The ability to ‘really know’ your faculty is an advantage of the Dartmouth experience, and the opportunities offered by the internal system allow both students and faculty to cultivate the kind of relationships Dartmouth advertises, said Sutton. .

According to Sutton, the process of researching common campus issues – heavy drinking, sexual violence and exclusivity – began in 2014 with the creation of the Moving Dartmouth Forward Presidential Steering Committee.

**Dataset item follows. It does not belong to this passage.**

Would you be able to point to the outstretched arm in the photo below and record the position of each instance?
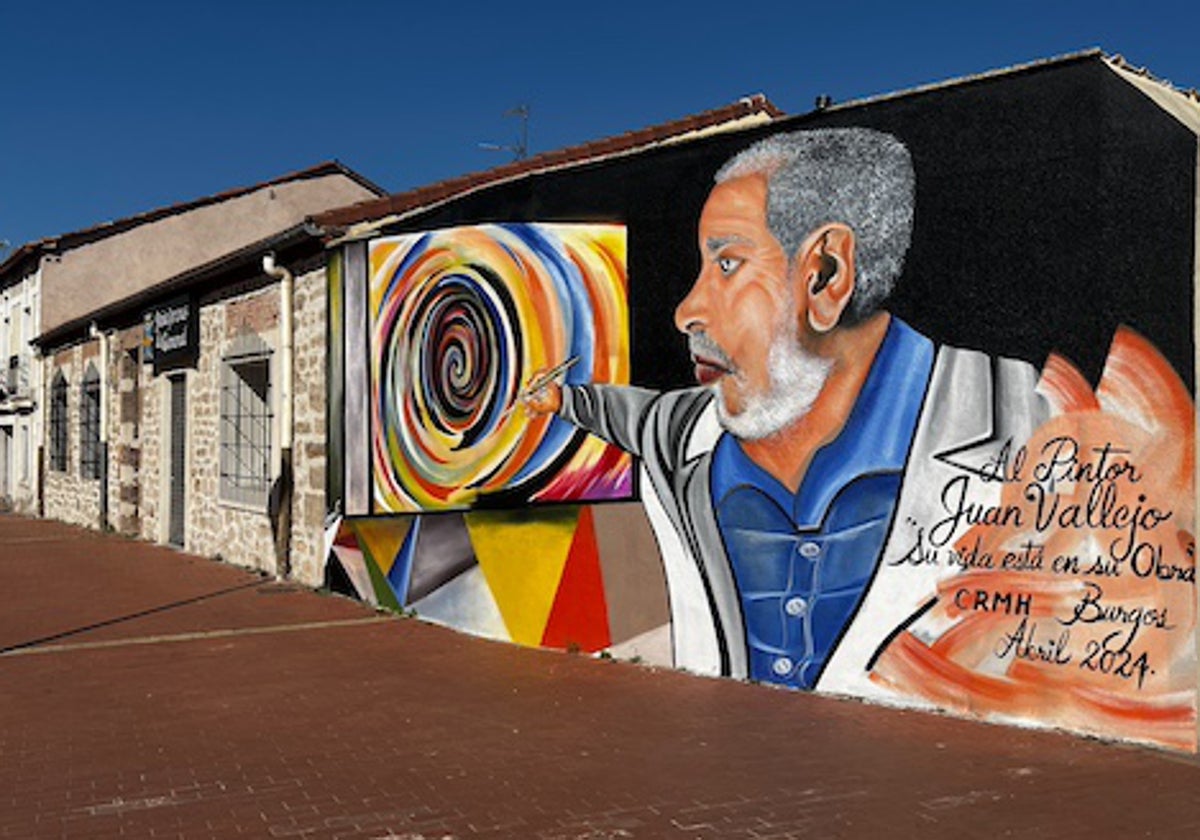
(613, 413)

Throughout the year, students and other campus stakeholders contributed to the decision to create an in-house system.

“Much of it arose from interviews with students,” Sutton said. He explained that many in the community felt that while Dartmouth did a good job welcoming the students, D-Plan left many people feeling disconnected from the community at the start of second year.

“Home communities were born to help alleviate some of the churning that is happening as a result of Plan D,” Sutton said.

Home communities offer alternative social spaces, receive mixed reviews

Some current students, however, report feeling dissatisfied with the state of the house community system. In January, an investigation by The Dartmouth found that 73 percent of students did not feel a ‘strong sense of community belonging’ with other students in their home ‘

Yuna Kim ’22 said that while she supports the college’s efforts to maintain social connections after the first year, she does not find the house system particularly effective.

“The D-Plan makes it difficult to create a sense of continuity, and I think Dartmouth is doing a good job of solving this problem to the best of its ability,” she said. “But I think the house system has very little to do with it.”

Kim said she believes house communities are falling short because of the degree of influence the College has over their social programming operations. A member of the Chi Delta sorority, she said she sees the house system as an attempt to provide non-Greek social space for students, but part of the appeal of the Greek system is its isolation from faculty. .

“I think there are a lot of people who find the community [in the house system], “she said.” … However, I think the fact that it’s so closely watched by the College is a big part of why people don’t want to get involved. ”

Some students, despite mixed experiences with the house system itself, agreed with the sentiment behind its creation.

Peyton Gordon ’23 said she thinks the idea behind the “com[es] from the right place.

“I think he’s trying to institute not only an alternative social space, but also an alternative social group to Greek life,” Gordon said.

Soham Maiti ’23 said he felt the house system did not have a big impact on the social life of Dartmouth students, but noted it was useful early in his freshman year.

“It was good for the first two or three weeks because it helped me get to know people and… get involved with some of them. [house community] events, ”he said. “As the year progressed, I got less and less involved.”

Maiti found that the house system provided him with a social starting point from which he could branch out. Despite this, he said most of his current friends came from the Ultimate Frisbee team and the Dartmouth Symphony Orchestra rather than his home community.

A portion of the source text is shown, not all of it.